Concert Review: Ray Chen Plays Sibelius | The Flying Inkpot
WEBER Overture to Euryanthe
SIBELIUS Violin Concerto in D minor, Op. 47*
MUSSORGSKY Pictures At An Exhibition (orch. Ravel)
Ray Chen, violin *
Singapore Symphony Orchestra
Singapore National Youth Orchestra
Hans Graft, conductor
Esplanade Concert Hall
8 April 2022
Review by Derek Lim
What a celebration this concert was! Though last week’s all-Shostakovich performance was technically the Singapore Symphony Orchestra’s first (somewhat) post-Covid full-orchestra concert, this evening had all the festivity of a Proms concert. Full house – check. Celebrity soloist – check. Popular programme guaranteed to please audiences – check. Audience lines snaked throughout the Esplanade’s lobby, probably because of the need to verify everyone’s pre-event antigen rapid test results, resulting in the concert starting a full 20 minutes late.
The festivities were made even more so by the addition of the Singapore National Youth Orchestra to the already full-sized SSO, making, as charismatic Chief Conductor Hans Graf said, ‘one of the biggest orchestras you’ve seen in years.’
The opening Euryanthe overture was just the potboiler the orchestra needed to start off. Bubbly and enthusiastic, if lighter in precision, there were some lovely moments in the central chamber-like string episodes.
Australian Ray Chen, the charming headlining soloist, was in fine form in the ensuing Sibelius violin concerto. Technically impeccable, his take was hyper-masculine to the point of aggression, especially in bowing and vibrato – with louder passages predictably ending in him spearing his bow in the air – a contradiction in this concerto that lives in nuance, twilight and Nordic chill. Every phrase was molded, where sometimes a little more simplicity would have made other passages more pointed. He was also often impatient, moving passages along before silence was given its due. For example, in the first movement cadenza, a greater appreciation for the silence between his perfectly double-stopped passages would have yielded greater musical dividends.
The second movement Adagio, a long-breathed song without words, takes patience to build up to its climax. Here he was again too impetuous, with too much white heat, where perhaps a little introspection and respite would have been appreciated.
The final movement, flashily virtuosic, was where Ray was in his showy element – reveling in Sibelius’ virtuosic passages and double and triple stops, which he played perfectly, bringing the concerto to its life-affirming end, to vociferous applause from the full-house audience.
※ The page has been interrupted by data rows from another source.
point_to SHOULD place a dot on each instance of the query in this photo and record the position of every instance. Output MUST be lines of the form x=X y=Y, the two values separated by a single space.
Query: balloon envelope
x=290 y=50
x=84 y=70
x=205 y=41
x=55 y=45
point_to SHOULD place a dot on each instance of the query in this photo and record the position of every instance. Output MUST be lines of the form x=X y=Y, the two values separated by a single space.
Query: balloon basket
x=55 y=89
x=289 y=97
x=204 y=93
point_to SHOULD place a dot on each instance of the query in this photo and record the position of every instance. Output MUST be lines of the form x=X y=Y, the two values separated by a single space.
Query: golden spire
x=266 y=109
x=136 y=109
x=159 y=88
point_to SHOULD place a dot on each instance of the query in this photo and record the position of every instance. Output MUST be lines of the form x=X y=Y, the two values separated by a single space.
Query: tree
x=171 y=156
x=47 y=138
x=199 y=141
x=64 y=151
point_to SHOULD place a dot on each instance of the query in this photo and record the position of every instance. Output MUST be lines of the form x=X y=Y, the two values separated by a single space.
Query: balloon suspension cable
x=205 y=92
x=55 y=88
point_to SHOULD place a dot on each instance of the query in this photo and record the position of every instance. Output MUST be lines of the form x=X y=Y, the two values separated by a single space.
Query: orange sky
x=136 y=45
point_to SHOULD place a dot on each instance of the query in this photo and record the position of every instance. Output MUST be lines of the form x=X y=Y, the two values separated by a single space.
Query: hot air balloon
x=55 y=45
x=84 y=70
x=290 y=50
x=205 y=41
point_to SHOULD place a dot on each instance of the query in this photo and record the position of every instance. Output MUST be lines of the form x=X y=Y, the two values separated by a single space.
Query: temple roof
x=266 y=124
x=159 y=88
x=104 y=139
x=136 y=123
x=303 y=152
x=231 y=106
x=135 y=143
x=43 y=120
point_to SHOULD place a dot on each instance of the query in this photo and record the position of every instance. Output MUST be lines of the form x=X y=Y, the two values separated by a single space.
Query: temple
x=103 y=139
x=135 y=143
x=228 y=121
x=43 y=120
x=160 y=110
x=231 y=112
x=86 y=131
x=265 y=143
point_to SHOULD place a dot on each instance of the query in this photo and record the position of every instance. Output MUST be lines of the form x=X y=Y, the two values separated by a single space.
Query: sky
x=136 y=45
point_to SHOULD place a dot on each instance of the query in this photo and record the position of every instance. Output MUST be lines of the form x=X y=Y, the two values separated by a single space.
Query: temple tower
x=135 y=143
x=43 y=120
As encore, he played his own arrangement of Waltzing Matilda – a stunning arrangement with all the violinistic fireworks you could ask for.
Some orchestras around the world have taken to canceling their performances of Russian repertoire or replacing them with works from other countries – a token gesture that is wrong-headed, in my opinion. Perhaps in an attempt to fend out any would-be critics, SSO oboist Elaine Yeo prefaced this evening’s performance of Mussorgsky’s Pictures at an Exhibition by explaining why the SSO had not taken the same route. Defensive note aside, this big-hearted, friendly performance had colour, vibrance and enthusiasm to fill another two Esplanade Concert Halls.
With principal trumpet Jon Dante leading the charge, this performance had lots of heart, even if, as might be expected with such large forces, precision wasn’t up to the SSO’s usual polish. Saxophonist Samuel Phua’s contribution was nobly intoned in The Old Castle, while principal tubist Tomoki Natsume starred in Bydlo. But it was the massed strings, not heard for so long, which were a joy to behold, though, and impress they did with their huge sound. Enjoyable though the other movements were, it was the return of the waves of sound in the full orchestra in the hair-raisingly vivid Baba Yagar and The Great Gate at Kiev (Kyiv) that left tingles going down my spine and goose-flesh on my arms – a triumphant conclusion to a celebration of an evening.